- Undated photo of Campbell
- Born: William Durant Campbell March 18, 1907 Flint, Michigan, USA
- Died: October 20, 1995 (aged 88) Manhattan, New York, USA
- Education: Princeton University
- Spouse: Beatrice Hawn ​ ​(m. 1940; died 1987)​
- Children: Margot Bogert
- Relatives: William C. Durant (grandfather)
- Allegiance: United States
- Branch: Army
- Rank: Major
- Conflicts: World War II

= William D. Campbell (Scouting) =

American scoutleader

William Durant Campbell (March 18, 1907 – October 20, 1995) was a highly-decorated leader of the Scouting movement in the 1960s, 1970s, and 1980s.
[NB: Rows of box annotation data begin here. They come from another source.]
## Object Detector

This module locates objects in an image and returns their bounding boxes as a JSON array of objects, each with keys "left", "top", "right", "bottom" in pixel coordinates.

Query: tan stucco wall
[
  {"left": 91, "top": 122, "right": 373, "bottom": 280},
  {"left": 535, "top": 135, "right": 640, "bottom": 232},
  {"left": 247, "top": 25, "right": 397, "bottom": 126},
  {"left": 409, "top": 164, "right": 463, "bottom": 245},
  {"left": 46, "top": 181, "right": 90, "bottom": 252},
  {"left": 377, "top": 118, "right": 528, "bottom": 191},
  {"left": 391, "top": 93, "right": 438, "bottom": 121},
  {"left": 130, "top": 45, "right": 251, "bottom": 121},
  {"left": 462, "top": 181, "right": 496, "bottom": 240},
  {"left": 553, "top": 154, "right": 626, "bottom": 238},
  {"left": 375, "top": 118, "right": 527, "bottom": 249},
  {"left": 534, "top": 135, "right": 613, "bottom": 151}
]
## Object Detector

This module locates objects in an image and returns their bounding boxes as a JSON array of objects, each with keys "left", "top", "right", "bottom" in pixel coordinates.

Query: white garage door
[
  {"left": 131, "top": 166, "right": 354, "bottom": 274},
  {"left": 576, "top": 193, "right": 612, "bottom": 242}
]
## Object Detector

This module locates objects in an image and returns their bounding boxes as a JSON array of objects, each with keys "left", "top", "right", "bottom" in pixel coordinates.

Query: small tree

Campbell was born in Flint, Michigan, a grandson of William C. Durant, the founder of General Motors. He graduated from Princeton University in 1929, and first went into banking. After a few years, he became a field associate of the American Museum of Natural History and led six of their African expeditions in the 1930s. In 1937, he built Monte Carlo Ranch House in Kenya. During World War II, Campbell served in the U.S. Army as a battery commander. He retired as a major.

==Background==
In 1940 he married Beatrice Hawn, who died in 1987. They had one daughter, Margot Bogert, who was also a world Scouting leader and Chairman of the Board of Trustees of Sarah Lawrence College.

Campbell was an officer of the World Organization of the Scout Movement from 1961 to 1965 and then from 1973 to 1985, and received Scouting awards from seven countries. He helped establish the World Scout Foundation and served as its chairman from 1969 to 1977. Campbell was awarded the Bronze Wolf, the only distinction of the World Organization of the Scout Movement, awarded by the World Scout Committee for exceptional services to world Scouting, in 1959. Campbell was also an Eagle Scout and recipient of both the Distinguished Eagle Scout Award and Silver Buffalo Award.

He is the only man in the history of the BSA to hold all five top-tier Scouting awards: the Bronze Wolf, the Silver Buffalo, the Silver Antelope, the OA Distinguished Service Award, and the Distinguished Eagle Scout Award. In 1971 he also received the highest distinction of the Scout Association of Japan, the Golden Pheasant Award.

He lived on Beekman Place in Manhattan, New York.